2005年に福岡市などで最大震度6弱を観測した福岡県西方沖地震から21年です。「帰宅困難者」について考えます。都市部で強い地震が発生し鉄道などの交通機関がストップした場合、多くの帰宅困難者が出ると想定されています。

福岡都市圏にある「警固(けご)断層帯」を震源とするマグニチュード7.2の地震が発生した場合、帰宅困難者は最大で3万8000人になると推計されています。
福岡市では都市中心部の再開発事業、天神ビッグバンの推進に合わせて、帰宅困難者の受け入れ人数の拡大を進めています。

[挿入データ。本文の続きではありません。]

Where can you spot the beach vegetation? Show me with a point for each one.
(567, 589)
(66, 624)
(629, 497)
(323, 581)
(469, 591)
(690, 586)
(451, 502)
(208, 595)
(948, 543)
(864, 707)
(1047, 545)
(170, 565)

こちらは、まもなく開業1年となる福岡市・天神の新たなランドマーク、通称「ワンビル」です。
強い地震への備えとして、最新の防災設備が取り入れられています。

■西鉄 統括・施設管理担当 田島彰係長
「こちらは、このビルの制震装置となっていて、ビルのエレベーターコア付近に85か所設置されています。」
福岡県西方沖地震を教訓に、強い揺れを吸収する最新の装置も導入されています。

21年前、ワンビルの場所に建っていた、通称「福ビル」は大量の窓ガラスが割れ、破片が歩道に降り注ぎました。
ワンビルでは地震の揺れをガラスに直接伝えないようにして、割れるのを防ぐ技術が使われています。
■田島係長
「窓枠全体が、ずれ(揺れ)に合わせて動くようになっています。」

さらに、帰宅困難者への備えも進んでいます。ワンビルは、福岡市との協定で帰宅困難者555人を3日間受け入れることができる施設となっています。
■樋口淳哉記者
「ワンビルの6階にある会議室を利用することができます。」
帰宅困難者のため、食料や水のほかブルーシートなどが備えられています。
食事はパンのほか、水やお湯を必要としないリゾットや、イスラム教徒向けのハラール認証を受けた非常食もあります。